Requiescite in pace.

 暖炉の火に照らされたグラスと二人の男の瞳がちらちらと光る。厚手の絨毯の上にさらにブランケットを敷いた狭いスペースに転がって、司祭はアルコールで少し焼けたため息をこぼす。
「もし僕が死んだら」
「またその話か。最近好きだな」
 おまえが酒を飲ますからとうふふと笑い、司祭は同じく隣りに寝転ぶ男の肩を押した。
「おまえが思うより、人間にとって死は身近なんだよ」
「君が思うより、私はそのことを思い知っているよ」
 左様で、と司祭はいくらか寂しそうに笑った。果たしてそれは、そう述べる男を思ってか、それを思い知らせたのが自分ではないからか。握ったグラスの中の残り少ないぬるいアルコールをもてあそぶように揺らす。
「墓参りくらい来てくれよ。僕の肉体が寂しがる」
「そうだな。私が君の死を悲しまなくなったら行ってもいいかな」
「そんなこと思いもしないくせに」
「どうだろうね」
 喪失感に決まりの名をつけることは難しいんだと、男は片肘をついて司祭の髪をもてあそんだ。揺れる明かりが真っ赤な虹彩に散らばるのを、酔いで滲む青い瞳が追いかける。
「……、おまえは寂しがりだから」
 司祭の甘えるような声音は真意をさらさない。それをわかっていて、何も逃さないようにと男は意識のすべてをそこに預ける。

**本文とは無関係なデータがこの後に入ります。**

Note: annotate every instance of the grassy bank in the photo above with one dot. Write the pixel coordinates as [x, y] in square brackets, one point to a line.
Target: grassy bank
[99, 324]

「いつかおまえが心許せる誰かと訪れてくれたらいいんだが」
 ほんの一時視線を遮る互いの柔らかなまばたきが、互いを許し合う空気を呼んだ。
「はは。それこそそんなこと、思ってもいないくせに」
「どうだろうね」
 ぬるいため息に甘やかす色を乗せて、男が司祭の頭を撫でる。心地よさそうにそれを受け入れる司祭は、自分の願いが果たされることをすでに知っているかのように安らかに目を閉じた。
「君は聖職者として不都合なほど独占欲が強い」
「それはおまえもだろう」
「私は悪魔だからね。似た者同士、お似合いだろう」
「心配してやってるのに」
 くすくすと響く笑い声はどちらのものともつかない。
「仕方ない。そのうち煙草くらいは吸わせてやろう」
 男の声は甘い。
「いつになるかもわからないから、期待せずにいなさい」
 酒で内側から熱があふれるのを外気が容赦なく冷やしていく裸の足がずるずるとブランケットにしわを寄せながらさまよい、すぐ近くにあった男の冷たい素足に触れる。
「約束だ、寂しがりの悪魔」
 やはり酒はだめだ、人間を惑わせる、とうなりながら、司祭はそのまま転がり隣の男に乗り上げた。
「君は愛も肉体も重たいようだ」
「どちらもおまえには負けるよ」
 どちらからともなく今日は一緒に眠ろうかと提案し、重なったままけらけらと笑った。